Kavanaugh Affair: We’ve seen this show before
Readers of this column know that I believe there is nothing new under the sun. Times change. Faces change. Technology advances. But all the basic themes of humanity were established long ago. As King Solomon wrote in Ecclesiastes 1:9. “What has been will be again. What has been done will be done again. There is nothing new under the sun.”
Regarding the Kavanaugh affair, we don’t have to look far. Twenty-seven years ago, Anita Hill stunned the country with accusations of sexual harassment leveled at conservative U.S. Supreme Court nominee Clarence Thomas.

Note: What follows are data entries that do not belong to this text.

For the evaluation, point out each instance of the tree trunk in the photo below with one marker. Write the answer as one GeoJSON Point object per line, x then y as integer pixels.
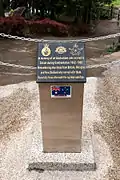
{"type": "Point", "coordinates": [1, 9]}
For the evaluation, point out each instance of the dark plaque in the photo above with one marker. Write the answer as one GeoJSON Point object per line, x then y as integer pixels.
{"type": "Point", "coordinates": [61, 91]}
{"type": "Point", "coordinates": [61, 62]}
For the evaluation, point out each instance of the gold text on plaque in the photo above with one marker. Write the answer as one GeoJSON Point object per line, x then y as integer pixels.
{"type": "Point", "coordinates": [75, 51]}
{"type": "Point", "coordinates": [60, 50]}
{"type": "Point", "coordinates": [46, 51]}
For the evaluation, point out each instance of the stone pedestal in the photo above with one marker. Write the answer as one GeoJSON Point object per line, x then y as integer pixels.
{"type": "Point", "coordinates": [61, 119]}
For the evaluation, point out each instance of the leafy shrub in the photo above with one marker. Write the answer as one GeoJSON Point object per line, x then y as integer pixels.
{"type": "Point", "coordinates": [19, 26]}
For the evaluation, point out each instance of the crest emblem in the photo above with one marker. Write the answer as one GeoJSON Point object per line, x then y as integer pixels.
{"type": "Point", "coordinates": [60, 50]}
{"type": "Point", "coordinates": [75, 51]}
{"type": "Point", "coordinates": [46, 51]}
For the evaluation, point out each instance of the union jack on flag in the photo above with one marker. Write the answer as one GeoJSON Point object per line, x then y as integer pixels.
{"type": "Point", "coordinates": [55, 88]}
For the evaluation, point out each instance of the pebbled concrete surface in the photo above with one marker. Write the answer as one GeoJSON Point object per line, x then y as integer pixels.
{"type": "Point", "coordinates": [21, 143]}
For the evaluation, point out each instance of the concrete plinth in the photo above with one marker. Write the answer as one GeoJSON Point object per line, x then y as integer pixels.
{"type": "Point", "coordinates": [83, 161]}
{"type": "Point", "coordinates": [61, 119]}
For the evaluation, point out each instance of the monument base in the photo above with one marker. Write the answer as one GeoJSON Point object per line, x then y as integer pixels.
{"type": "Point", "coordinates": [83, 161]}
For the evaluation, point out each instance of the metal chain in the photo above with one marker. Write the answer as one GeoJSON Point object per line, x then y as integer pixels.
{"type": "Point", "coordinates": [70, 40]}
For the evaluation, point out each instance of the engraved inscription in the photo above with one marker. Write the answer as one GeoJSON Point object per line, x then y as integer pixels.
{"type": "Point", "coordinates": [64, 62]}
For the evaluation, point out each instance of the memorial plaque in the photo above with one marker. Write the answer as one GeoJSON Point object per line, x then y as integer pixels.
{"type": "Point", "coordinates": [61, 91]}
{"type": "Point", "coordinates": [61, 62]}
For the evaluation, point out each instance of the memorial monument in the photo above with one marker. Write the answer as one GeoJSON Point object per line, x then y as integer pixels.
{"type": "Point", "coordinates": [61, 75]}
{"type": "Point", "coordinates": [67, 143]}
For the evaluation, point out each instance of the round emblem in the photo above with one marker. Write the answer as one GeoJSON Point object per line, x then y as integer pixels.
{"type": "Point", "coordinates": [60, 50]}
{"type": "Point", "coordinates": [46, 50]}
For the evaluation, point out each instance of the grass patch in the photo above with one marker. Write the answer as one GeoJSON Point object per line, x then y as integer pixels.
{"type": "Point", "coordinates": [116, 3]}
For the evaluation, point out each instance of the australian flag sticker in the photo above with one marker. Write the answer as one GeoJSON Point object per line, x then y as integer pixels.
{"type": "Point", "coordinates": [61, 91]}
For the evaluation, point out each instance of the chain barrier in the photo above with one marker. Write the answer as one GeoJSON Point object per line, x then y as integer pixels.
{"type": "Point", "coordinates": [70, 40]}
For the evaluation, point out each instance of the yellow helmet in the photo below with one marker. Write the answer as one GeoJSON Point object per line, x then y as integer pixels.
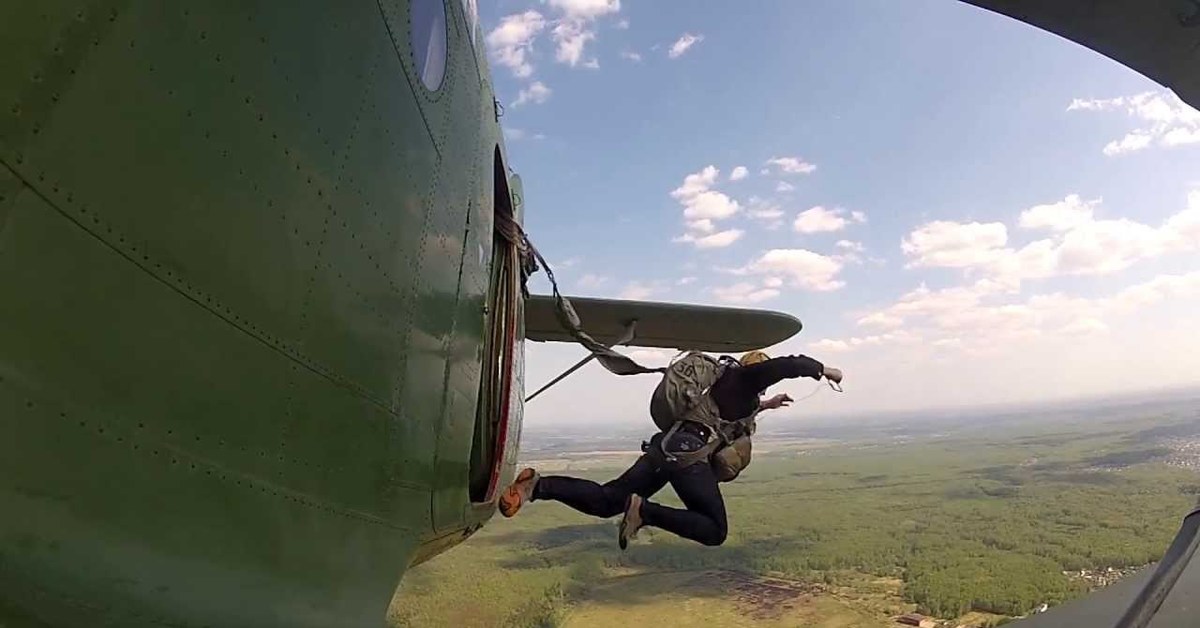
{"type": "Point", "coordinates": [753, 357]}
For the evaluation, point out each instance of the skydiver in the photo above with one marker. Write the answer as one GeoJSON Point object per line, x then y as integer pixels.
{"type": "Point", "coordinates": [737, 394]}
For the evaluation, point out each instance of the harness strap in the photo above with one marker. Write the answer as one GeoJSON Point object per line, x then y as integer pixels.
{"type": "Point", "coordinates": [615, 362]}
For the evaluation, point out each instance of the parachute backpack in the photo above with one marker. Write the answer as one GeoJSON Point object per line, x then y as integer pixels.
{"type": "Point", "coordinates": [683, 395]}
{"type": "Point", "coordinates": [683, 392]}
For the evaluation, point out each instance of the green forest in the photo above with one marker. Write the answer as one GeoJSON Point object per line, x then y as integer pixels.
{"type": "Point", "coordinates": [961, 522]}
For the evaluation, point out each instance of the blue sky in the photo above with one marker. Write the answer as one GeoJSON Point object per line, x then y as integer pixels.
{"type": "Point", "coordinates": [960, 208]}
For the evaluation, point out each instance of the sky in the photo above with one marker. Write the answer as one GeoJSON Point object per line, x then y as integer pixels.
{"type": "Point", "coordinates": [961, 209]}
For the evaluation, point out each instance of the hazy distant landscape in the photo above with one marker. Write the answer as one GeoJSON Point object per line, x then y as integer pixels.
{"type": "Point", "coordinates": [971, 519]}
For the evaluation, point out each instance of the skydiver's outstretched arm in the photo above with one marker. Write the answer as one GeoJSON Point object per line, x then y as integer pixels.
{"type": "Point", "coordinates": [769, 372]}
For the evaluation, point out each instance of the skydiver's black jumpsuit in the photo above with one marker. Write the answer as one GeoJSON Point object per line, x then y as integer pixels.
{"type": "Point", "coordinates": [703, 520]}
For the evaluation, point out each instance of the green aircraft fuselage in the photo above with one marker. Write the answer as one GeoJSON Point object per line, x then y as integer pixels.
{"type": "Point", "coordinates": [246, 256]}
{"type": "Point", "coordinates": [261, 341]}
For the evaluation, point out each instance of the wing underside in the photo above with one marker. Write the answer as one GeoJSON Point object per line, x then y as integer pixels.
{"type": "Point", "coordinates": [663, 324]}
{"type": "Point", "coordinates": [1159, 39]}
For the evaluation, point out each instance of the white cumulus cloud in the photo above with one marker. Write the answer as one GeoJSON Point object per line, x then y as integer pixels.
{"type": "Point", "coordinates": [713, 240]}
{"type": "Point", "coordinates": [1163, 118]}
{"type": "Point", "coordinates": [683, 43]}
{"type": "Point", "coordinates": [511, 42]}
{"type": "Point", "coordinates": [792, 165]}
{"type": "Point", "coordinates": [820, 220]}
{"type": "Point", "coordinates": [744, 293]}
{"type": "Point", "coordinates": [1079, 243]}
{"type": "Point", "coordinates": [535, 93]}
{"type": "Point", "coordinates": [702, 207]}
{"type": "Point", "coordinates": [804, 269]}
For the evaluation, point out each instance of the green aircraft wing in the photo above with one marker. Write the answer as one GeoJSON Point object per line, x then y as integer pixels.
{"type": "Point", "coordinates": [661, 324]}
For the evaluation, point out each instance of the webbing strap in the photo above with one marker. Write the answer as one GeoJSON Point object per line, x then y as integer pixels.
{"type": "Point", "coordinates": [616, 363]}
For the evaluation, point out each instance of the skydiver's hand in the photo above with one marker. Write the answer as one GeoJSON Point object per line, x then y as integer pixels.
{"type": "Point", "coordinates": [777, 401]}
{"type": "Point", "coordinates": [833, 375]}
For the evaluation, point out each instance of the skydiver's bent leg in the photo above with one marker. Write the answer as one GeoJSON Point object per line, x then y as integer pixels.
{"type": "Point", "coordinates": [703, 520]}
{"type": "Point", "coordinates": [606, 500]}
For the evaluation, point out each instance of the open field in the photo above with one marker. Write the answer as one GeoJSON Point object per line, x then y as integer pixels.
{"type": "Point", "coordinates": [970, 522]}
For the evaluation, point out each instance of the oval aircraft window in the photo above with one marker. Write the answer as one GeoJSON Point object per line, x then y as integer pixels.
{"type": "Point", "coordinates": [471, 11]}
{"type": "Point", "coordinates": [429, 19]}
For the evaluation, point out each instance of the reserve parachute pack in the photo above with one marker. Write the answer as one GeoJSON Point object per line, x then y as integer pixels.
{"type": "Point", "coordinates": [683, 393]}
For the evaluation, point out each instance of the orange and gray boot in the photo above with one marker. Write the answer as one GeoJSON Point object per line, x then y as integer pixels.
{"type": "Point", "coordinates": [519, 492]}
{"type": "Point", "coordinates": [631, 521]}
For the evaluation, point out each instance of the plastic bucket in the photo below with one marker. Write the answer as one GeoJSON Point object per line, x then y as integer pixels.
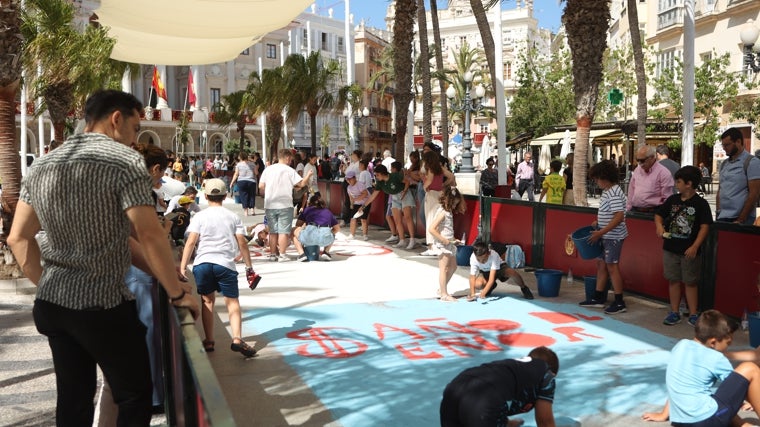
{"type": "Point", "coordinates": [548, 282]}
{"type": "Point", "coordinates": [312, 252]}
{"type": "Point", "coordinates": [586, 249]}
{"type": "Point", "coordinates": [463, 255]}
{"type": "Point", "coordinates": [589, 282]}
{"type": "Point", "coordinates": [754, 329]}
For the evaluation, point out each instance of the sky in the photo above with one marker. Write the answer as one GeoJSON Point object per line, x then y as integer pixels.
{"type": "Point", "coordinates": [548, 12]}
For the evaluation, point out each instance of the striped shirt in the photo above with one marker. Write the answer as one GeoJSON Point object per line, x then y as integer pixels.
{"type": "Point", "coordinates": [80, 193]}
{"type": "Point", "coordinates": [612, 202]}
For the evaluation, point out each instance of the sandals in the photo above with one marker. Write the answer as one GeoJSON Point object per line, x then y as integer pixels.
{"type": "Point", "coordinates": [243, 348]}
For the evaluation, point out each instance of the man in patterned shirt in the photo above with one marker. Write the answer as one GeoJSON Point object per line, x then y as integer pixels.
{"type": "Point", "coordinates": [80, 260]}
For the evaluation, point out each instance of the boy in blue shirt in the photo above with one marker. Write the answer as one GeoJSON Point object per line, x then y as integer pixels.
{"type": "Point", "coordinates": [694, 368]}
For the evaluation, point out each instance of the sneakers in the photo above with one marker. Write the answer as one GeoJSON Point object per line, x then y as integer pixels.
{"type": "Point", "coordinates": [615, 308]}
{"type": "Point", "coordinates": [592, 303]}
{"type": "Point", "coordinates": [693, 319]}
{"type": "Point", "coordinates": [672, 318]}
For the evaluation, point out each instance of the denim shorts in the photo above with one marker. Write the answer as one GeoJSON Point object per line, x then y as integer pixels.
{"type": "Point", "coordinates": [611, 249]}
{"type": "Point", "coordinates": [398, 203]}
{"type": "Point", "coordinates": [210, 278]}
{"type": "Point", "coordinates": [279, 220]}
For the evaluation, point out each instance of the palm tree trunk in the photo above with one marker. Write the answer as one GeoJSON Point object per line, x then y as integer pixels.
{"type": "Point", "coordinates": [441, 82]}
{"type": "Point", "coordinates": [427, 98]}
{"type": "Point", "coordinates": [9, 158]}
{"type": "Point", "coordinates": [641, 77]}
{"type": "Point", "coordinates": [403, 34]}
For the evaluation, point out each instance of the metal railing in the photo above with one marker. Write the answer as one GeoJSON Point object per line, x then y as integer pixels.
{"type": "Point", "coordinates": [193, 396]}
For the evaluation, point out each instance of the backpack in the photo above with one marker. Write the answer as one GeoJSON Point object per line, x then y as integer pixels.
{"type": "Point", "coordinates": [180, 222]}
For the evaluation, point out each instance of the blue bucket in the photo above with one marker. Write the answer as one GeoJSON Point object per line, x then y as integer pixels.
{"type": "Point", "coordinates": [312, 252]}
{"type": "Point", "coordinates": [586, 249]}
{"type": "Point", "coordinates": [590, 284]}
{"type": "Point", "coordinates": [463, 255]}
{"type": "Point", "coordinates": [548, 282]}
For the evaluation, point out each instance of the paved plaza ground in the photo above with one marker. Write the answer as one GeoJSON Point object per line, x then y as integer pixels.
{"type": "Point", "coordinates": [362, 341]}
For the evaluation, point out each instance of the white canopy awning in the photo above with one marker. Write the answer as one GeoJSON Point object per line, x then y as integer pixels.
{"type": "Point", "coordinates": [557, 137]}
{"type": "Point", "coordinates": [191, 32]}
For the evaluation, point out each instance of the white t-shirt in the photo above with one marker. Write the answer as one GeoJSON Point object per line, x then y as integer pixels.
{"type": "Point", "coordinates": [278, 181]}
{"type": "Point", "coordinates": [216, 227]}
{"type": "Point", "coordinates": [492, 263]}
{"type": "Point", "coordinates": [313, 180]}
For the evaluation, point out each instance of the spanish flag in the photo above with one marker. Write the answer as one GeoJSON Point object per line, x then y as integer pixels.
{"type": "Point", "coordinates": [191, 98]}
{"type": "Point", "coordinates": [158, 86]}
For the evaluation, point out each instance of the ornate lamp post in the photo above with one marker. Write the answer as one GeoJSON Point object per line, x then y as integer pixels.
{"type": "Point", "coordinates": [468, 106]}
{"type": "Point", "coordinates": [360, 118]}
{"type": "Point", "coordinates": [748, 35]}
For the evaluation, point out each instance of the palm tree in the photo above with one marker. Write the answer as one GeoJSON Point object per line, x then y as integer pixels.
{"type": "Point", "coordinates": [439, 70]}
{"type": "Point", "coordinates": [233, 109]}
{"type": "Point", "coordinates": [73, 64]}
{"type": "Point", "coordinates": [311, 82]}
{"type": "Point", "coordinates": [424, 71]}
{"type": "Point", "coordinates": [403, 34]}
{"type": "Point", "coordinates": [269, 94]}
{"type": "Point", "coordinates": [10, 76]}
{"type": "Point", "coordinates": [586, 23]}
{"type": "Point", "coordinates": [641, 76]}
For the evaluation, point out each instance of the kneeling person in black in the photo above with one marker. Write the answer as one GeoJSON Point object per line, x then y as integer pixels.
{"type": "Point", "coordinates": [488, 394]}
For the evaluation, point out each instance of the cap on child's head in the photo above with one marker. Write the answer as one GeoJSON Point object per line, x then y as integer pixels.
{"type": "Point", "coordinates": [214, 187]}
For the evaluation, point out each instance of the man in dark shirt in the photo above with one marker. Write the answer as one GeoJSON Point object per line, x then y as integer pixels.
{"type": "Point", "coordinates": [488, 394]}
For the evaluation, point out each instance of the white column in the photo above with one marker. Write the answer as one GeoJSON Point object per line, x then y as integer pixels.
{"type": "Point", "coordinates": [263, 122]}
{"type": "Point", "coordinates": [501, 119]}
{"type": "Point", "coordinates": [687, 140]}
{"type": "Point", "coordinates": [162, 103]}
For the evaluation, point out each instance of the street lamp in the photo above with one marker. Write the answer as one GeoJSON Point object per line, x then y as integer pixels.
{"type": "Point", "coordinates": [748, 35]}
{"type": "Point", "coordinates": [468, 106]}
{"type": "Point", "coordinates": [360, 118]}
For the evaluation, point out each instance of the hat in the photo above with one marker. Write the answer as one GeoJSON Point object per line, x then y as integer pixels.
{"type": "Point", "coordinates": [214, 187]}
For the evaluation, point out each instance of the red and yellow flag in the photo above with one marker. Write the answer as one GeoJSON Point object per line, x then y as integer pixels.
{"type": "Point", "coordinates": [190, 88]}
{"type": "Point", "coordinates": [158, 86]}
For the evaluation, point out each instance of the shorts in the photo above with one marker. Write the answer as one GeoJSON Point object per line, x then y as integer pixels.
{"type": "Point", "coordinates": [730, 397]}
{"type": "Point", "coordinates": [279, 220]}
{"type": "Point", "coordinates": [678, 268]}
{"type": "Point", "coordinates": [398, 203]}
{"type": "Point", "coordinates": [355, 209]}
{"type": "Point", "coordinates": [611, 249]}
{"type": "Point", "coordinates": [210, 278]}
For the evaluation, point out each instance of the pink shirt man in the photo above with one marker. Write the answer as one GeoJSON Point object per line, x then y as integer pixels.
{"type": "Point", "coordinates": [651, 183]}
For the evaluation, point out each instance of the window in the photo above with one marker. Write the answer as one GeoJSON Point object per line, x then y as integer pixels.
{"type": "Point", "coordinates": [216, 96]}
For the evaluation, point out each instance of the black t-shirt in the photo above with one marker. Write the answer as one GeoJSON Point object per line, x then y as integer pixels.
{"type": "Point", "coordinates": [516, 383]}
{"type": "Point", "coordinates": [682, 219]}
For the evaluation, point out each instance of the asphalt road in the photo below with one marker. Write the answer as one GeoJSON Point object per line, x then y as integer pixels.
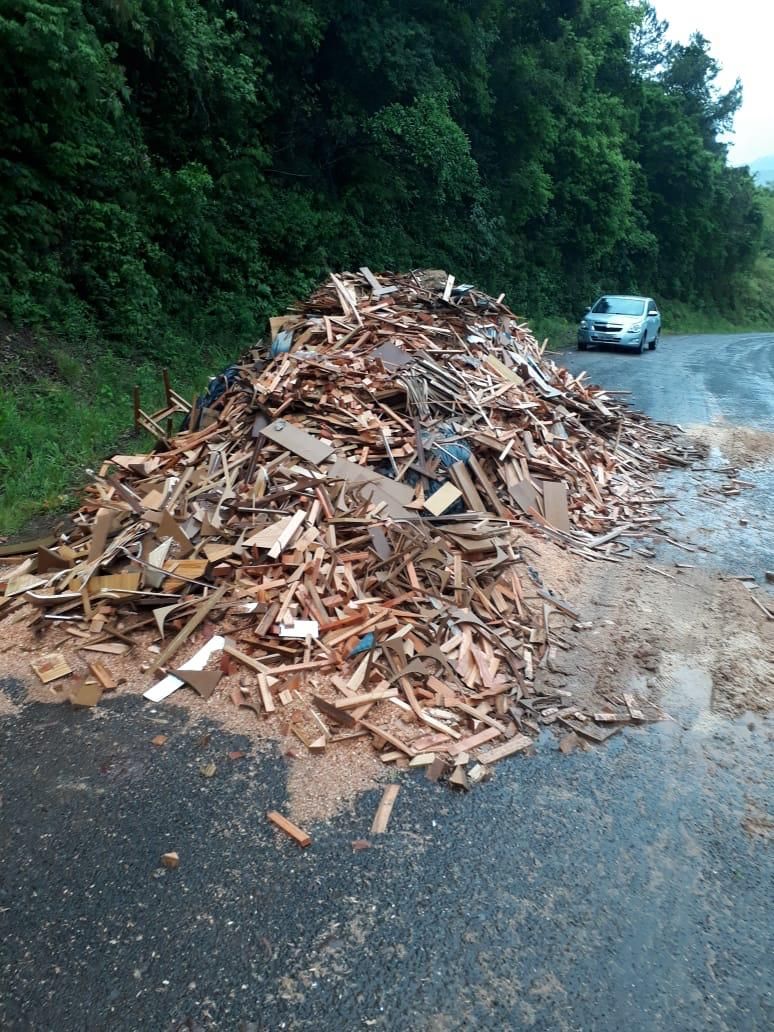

The Hill-Thomas timeline is almost an exact replica of the current situation. Hill was a college professor. The charges came during the last days of the confirmation process. The charges involved sex. There were no other witnesses other than Hill and Thomas.
Both Thomas and Hill were unswerving and convincing under oath. In both cases, conspiracy theorists claimed the charges were last-ditch fabrications by the left to prevent a conservative from sitting on the nation’s highest court. Hill passed a polygraph test. Thomas declined to take one.
According to National Public Radio, Anita Hill spoke with quiet dignity, reciting the indignities she testified were visited upon her. Hill testified, “He talked about pornographic materials depicting individuals with large penises or large breasts, involved in various sex acts. On several occasions, Thomas told me graphically of his own sexual prowess.” She also said he asked her out on multiple occasions, despite her consistent refusals.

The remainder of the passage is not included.